Master muralist and Cleveland-native John Rivera-Resto brought the mural to life. It was a two year process that was finished in 2014.
"It's a narrative mural- social context," Rivera-Resto said. "The social issues in the mural have political repercussions. This of course, has generated a lot of interest in the community."
The mural includes a diverse group of people in community settings and merges social, political and economic stories.
"There's over 100 connections in this mural," Rivera-Resto said.
Last November, someone damaged the nearly 2,000-square-foot mural with graffiti. A police report was filed with the Cleveland Police Department. It remains a mystery who did the damage.
Rivera-Resto's career spans more than four decades. He has more than 250 murals around the world.
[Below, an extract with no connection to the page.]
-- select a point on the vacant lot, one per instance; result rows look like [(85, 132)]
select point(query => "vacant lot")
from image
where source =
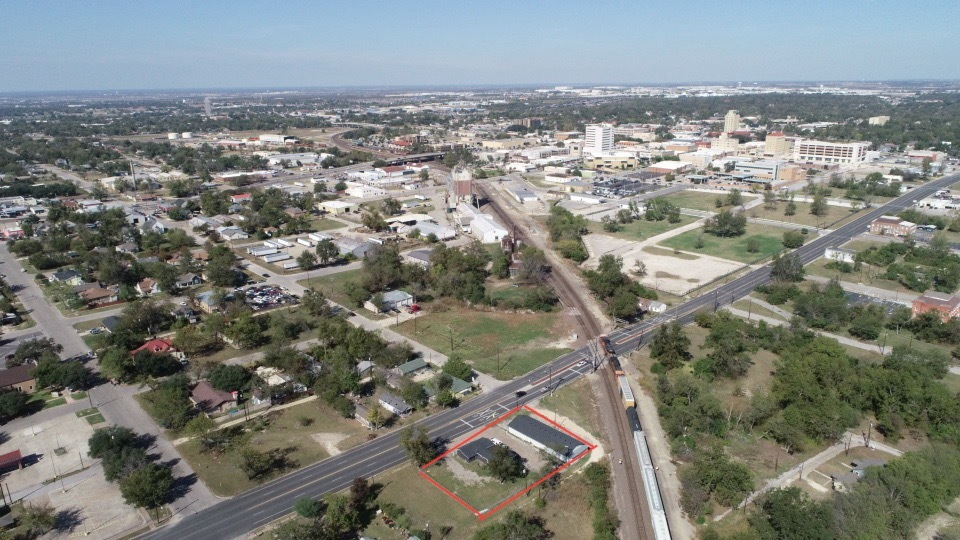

Rivera-Resto said this is the first time his work has come under attack.
"It makes me sad, because they're not insulting me as an artist. They're insulting the community who has taken possession of this piece," Rivera-Resto said.
Keisha Gonzales is the managing director of the Metro West Community Organization. She said an enormous number of residents and stakeholders had an input in the design and installation of the mural.
"It was, in short, a slap in the face to our community," said Keisha Gonzales, managing director of the Metro West Community Organization.
"It is critical that we restore it and reclaim it, because at the end of the day, this is our story," Gonzales said. "And if we don't take any action, then no one's going to be able to appreciate it."
A crowdfunding campaign raised about $1,000 for restoration work. Gonzales said the total cost of the work will total about $20,000. Organizers would also like to install environmentally-friendly lights and surveillance cameras.
"MetroHealth System is going to kick in about 90 percent of the cost to restore the mural, as well as contributions from Sherwin Williams to cover the expenses for the paint," Gonzales said.
Repairing the damage will be a labor-intensive task. The plan calls for starting work when the weather gets warmer and drier. Rivera-Resto said the damaged area, a third of the mural, will have to be stripped and repainted layer-by-layer.
A dedication to his craft and community is bringing Rivera-Resto back to the brick canvass. Although he's returning, he wishes it wasn't the case.
"Because it's like repeating the first act," Rivera-Resto said. "Sometimes you cannot build back that crescendo."
He's determined to right a wrong.
"I'm going to be in trouble if I don't come back. I have gotten so many emails, calls and requests from Cleveland... from the states. I didn't realize people in Europe has seen and read about this."